Gerald Earle Sheehy (June 24, 1924 – June 1, 2009) was a Canadian politician. He represented the electoral district of Annapolis East in the Nova Scotia House of Assembly from 1970 to 1988. He was a member of the Progressive Conservative Party of Nova Scotia.

==Early life and education==
Born in 1924 at Noel, Hants County, Nova Scotia, Sheehy graduated from the University of Toronto and was a veterinarian by career.

==Political career==
He entered politics in 1965 as a town councillor and deputy mayor in Middleton, Nova Scotia. Sheehy moved to provincial politics in 1970, when he was elected MLA for Annapolis East. He was re-elected in the 1974 election. Sheehy was re-elected by almost 1400 votes in the 1978 election, that resulted in a majority government for the Progressive Conservatives led by John Buchanan.

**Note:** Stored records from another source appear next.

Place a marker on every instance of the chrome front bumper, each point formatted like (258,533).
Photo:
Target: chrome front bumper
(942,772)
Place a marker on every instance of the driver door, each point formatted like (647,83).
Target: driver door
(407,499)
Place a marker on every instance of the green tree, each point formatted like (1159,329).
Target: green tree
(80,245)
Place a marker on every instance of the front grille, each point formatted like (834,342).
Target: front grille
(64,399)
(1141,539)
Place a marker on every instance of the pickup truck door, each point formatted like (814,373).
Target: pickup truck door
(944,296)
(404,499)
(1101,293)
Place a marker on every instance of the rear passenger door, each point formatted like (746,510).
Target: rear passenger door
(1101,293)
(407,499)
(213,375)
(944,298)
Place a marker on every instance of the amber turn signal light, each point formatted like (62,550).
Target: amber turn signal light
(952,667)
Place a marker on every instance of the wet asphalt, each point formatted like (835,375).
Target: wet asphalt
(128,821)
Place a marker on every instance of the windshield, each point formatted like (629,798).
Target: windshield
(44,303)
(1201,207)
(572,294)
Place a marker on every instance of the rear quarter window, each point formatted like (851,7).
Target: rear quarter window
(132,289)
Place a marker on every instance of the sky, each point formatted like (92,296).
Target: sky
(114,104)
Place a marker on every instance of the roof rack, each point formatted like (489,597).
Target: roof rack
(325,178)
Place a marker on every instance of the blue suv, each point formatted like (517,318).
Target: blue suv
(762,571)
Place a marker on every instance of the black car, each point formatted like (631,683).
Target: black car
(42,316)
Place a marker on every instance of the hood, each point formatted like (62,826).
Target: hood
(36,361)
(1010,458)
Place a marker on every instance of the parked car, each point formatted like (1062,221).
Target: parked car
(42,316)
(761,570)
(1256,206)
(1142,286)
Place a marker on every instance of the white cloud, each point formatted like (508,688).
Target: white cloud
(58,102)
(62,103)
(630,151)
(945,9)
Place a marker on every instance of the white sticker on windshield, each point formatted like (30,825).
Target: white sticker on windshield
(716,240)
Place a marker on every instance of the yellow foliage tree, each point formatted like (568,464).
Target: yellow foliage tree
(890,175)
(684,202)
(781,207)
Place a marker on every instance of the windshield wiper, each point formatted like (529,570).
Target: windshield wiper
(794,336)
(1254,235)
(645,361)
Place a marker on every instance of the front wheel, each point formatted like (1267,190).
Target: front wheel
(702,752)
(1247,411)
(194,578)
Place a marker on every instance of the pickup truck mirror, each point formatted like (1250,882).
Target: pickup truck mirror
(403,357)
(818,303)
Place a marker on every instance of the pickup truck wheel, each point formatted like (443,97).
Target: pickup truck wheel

On October 5, 1978, Buchanan appointed Sheehy to the Executive Council of Nova Scotia as Minister of Agriculture and Marketing and Minister of Health. In June 1979, Buchanan shuffled his cabinet, with Sheehy moving to Registrar General and remaining as Minister of Health. Sheehy was re-elected in the 1981 and 1984 elections. Sheehy continued to serve in cabinet until November 1985, when he asked to be shuffled out for family reasons. He also indicated he would not run in the next election.

==Later life and death==
Following his political career, he returned to Middleton, where he died on June 1, 2009.